OTel Kafka Metrics Remapping is in public alpha. It is available in versions >= 0.93.0 of the collector. If you have feedback related to this, reach out to your account team to provide your input.

Overview

OpenTelemetry Kafka metrics in OOTB Kafka dashboard

The Kafka metrics receiver, JMX Receiver/ JMX Metrics Gatherer allow collecting Kafka metrics and access to the out of the box Kafka Dashboard, “Kafka, Zookeeper and Kafka Consumer Overview”.

Please note that the JMX Receiver and JMX Metrics Gatherer should be considered as replacements. They collect the same set of metrics (JMX Receiver launches the JMX Metrics Gatherer).

Kafka metrics receiver

receivers:
  kafkametrics:
    brokers: "${env:KAFKA_BROKER_ADDRESS}"
    protocol_version: 2.0.0
    scrapers:
      - brokers
      - topics
      - consumers

The Kafka metrics receiver needs to be used in a collector in deployment mode with a single replica. This ensures that the same metric is not collected multiple times. The collector in deployment mode can then leverage the Datadog Exporter to export the metrics directly to Datadog, or leverage the OTLP exporter to forward the metrics to another collector instance.

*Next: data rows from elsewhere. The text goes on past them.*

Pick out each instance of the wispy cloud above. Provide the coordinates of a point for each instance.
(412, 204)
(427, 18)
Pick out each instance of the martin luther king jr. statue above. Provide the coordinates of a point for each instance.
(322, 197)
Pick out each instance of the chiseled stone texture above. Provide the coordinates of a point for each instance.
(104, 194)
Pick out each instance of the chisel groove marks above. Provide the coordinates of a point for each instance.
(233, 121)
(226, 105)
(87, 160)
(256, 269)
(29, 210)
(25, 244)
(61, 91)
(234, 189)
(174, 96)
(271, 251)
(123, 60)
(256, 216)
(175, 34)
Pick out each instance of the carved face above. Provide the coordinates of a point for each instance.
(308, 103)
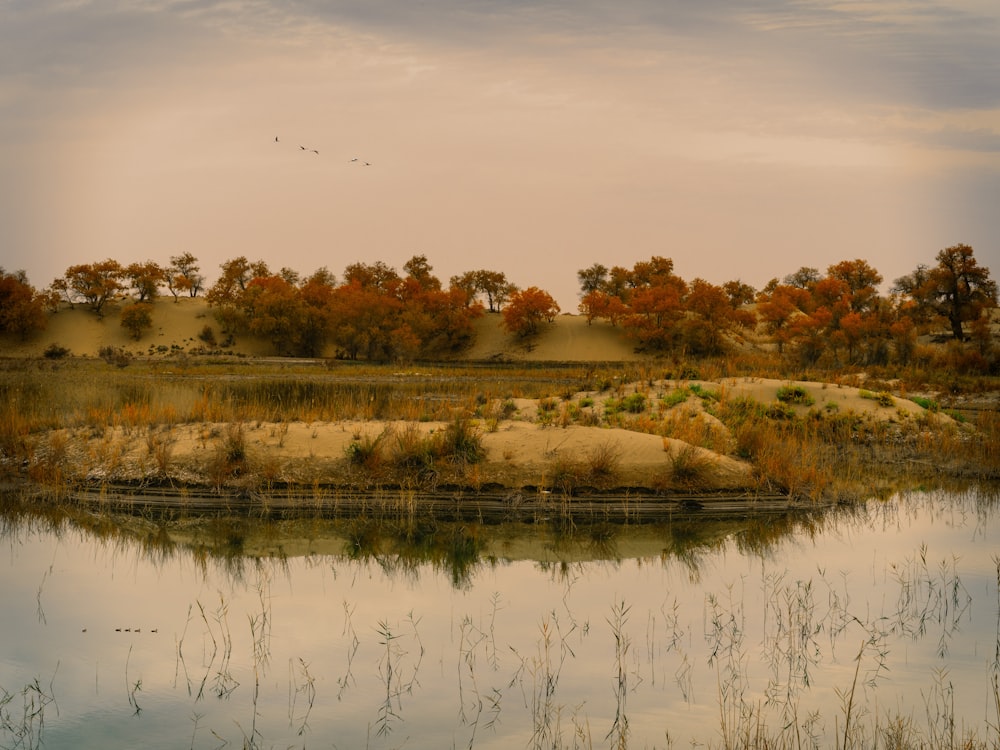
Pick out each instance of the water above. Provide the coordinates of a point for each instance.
(502, 637)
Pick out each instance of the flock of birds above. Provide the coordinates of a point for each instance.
(316, 151)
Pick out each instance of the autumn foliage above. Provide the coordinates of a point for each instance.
(810, 318)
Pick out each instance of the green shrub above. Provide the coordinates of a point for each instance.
(882, 398)
(676, 396)
(635, 403)
(780, 411)
(461, 442)
(54, 351)
(703, 393)
(795, 394)
(927, 403)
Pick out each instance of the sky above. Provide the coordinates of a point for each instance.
(743, 140)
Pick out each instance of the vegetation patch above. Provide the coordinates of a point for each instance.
(795, 394)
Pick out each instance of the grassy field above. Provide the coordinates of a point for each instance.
(80, 422)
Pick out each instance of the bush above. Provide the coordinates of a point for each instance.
(703, 393)
(672, 399)
(366, 451)
(882, 398)
(927, 403)
(795, 394)
(207, 334)
(54, 351)
(634, 404)
(461, 442)
(115, 355)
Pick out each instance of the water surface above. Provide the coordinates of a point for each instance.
(312, 635)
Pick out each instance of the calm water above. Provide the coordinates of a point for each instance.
(510, 639)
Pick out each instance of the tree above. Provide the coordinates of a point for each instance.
(418, 269)
(960, 288)
(94, 283)
(363, 322)
(804, 278)
(22, 310)
(183, 275)
(137, 318)
(862, 281)
(598, 304)
(526, 311)
(779, 309)
(495, 286)
(228, 292)
(739, 293)
(593, 279)
(710, 315)
(377, 275)
(275, 310)
(653, 314)
(145, 279)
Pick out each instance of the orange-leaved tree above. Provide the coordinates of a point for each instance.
(527, 310)
(22, 310)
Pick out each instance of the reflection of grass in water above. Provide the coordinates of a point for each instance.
(23, 725)
(403, 548)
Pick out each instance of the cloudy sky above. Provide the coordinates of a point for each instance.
(534, 137)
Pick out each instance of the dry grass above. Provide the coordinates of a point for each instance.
(818, 455)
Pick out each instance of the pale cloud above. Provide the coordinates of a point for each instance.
(548, 134)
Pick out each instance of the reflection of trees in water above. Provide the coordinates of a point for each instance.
(805, 616)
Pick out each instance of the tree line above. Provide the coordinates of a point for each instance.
(838, 316)
(377, 313)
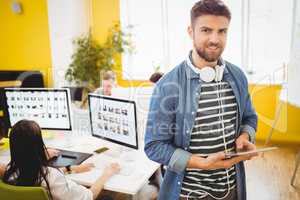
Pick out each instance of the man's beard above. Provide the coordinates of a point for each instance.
(208, 57)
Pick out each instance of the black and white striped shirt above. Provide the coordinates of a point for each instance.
(207, 137)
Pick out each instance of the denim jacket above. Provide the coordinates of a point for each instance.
(171, 117)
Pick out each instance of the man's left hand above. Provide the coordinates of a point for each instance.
(243, 144)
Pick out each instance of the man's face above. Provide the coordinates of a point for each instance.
(107, 86)
(209, 34)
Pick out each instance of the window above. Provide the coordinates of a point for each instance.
(259, 36)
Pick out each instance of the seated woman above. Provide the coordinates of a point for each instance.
(29, 166)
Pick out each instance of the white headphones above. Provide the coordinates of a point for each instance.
(208, 74)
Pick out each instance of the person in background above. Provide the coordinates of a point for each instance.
(155, 77)
(108, 82)
(3, 131)
(29, 166)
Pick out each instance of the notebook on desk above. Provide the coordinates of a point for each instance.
(66, 158)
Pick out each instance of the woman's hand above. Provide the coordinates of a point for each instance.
(51, 153)
(82, 168)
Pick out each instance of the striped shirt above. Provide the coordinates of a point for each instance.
(207, 138)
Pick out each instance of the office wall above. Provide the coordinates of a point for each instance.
(24, 38)
(265, 97)
(68, 19)
(266, 100)
(104, 15)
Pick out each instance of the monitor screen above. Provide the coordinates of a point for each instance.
(114, 120)
(49, 107)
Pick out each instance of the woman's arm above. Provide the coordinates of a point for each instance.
(108, 172)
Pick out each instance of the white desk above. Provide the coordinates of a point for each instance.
(142, 167)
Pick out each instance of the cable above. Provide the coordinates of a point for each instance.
(221, 118)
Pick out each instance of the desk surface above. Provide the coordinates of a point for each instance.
(142, 167)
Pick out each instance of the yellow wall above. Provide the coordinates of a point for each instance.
(265, 98)
(24, 39)
(266, 101)
(25, 45)
(104, 15)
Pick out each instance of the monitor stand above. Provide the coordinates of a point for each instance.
(123, 153)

Add the following lines to values.yaml:

mode: deployment

Add the following in the Collector configuration:

receivers:
  kafkametrics:
    brokers: ${env:KAFKA_BROKER_ADDRESS}
    protocol_version: 2.0.0
    scrapers:
      - brokers
      - topics
      - consumers

JMX receiver

The JMX Receiver has the following requirements:

  • JRE is available on the host where you are running the collector.
  • The JMX Metric Gatherer JAR is available on the host where you are running the collector. You can download the most recent release of the JMX Metric Gatherer JAR from the opentelemetry-java-contrib releases page.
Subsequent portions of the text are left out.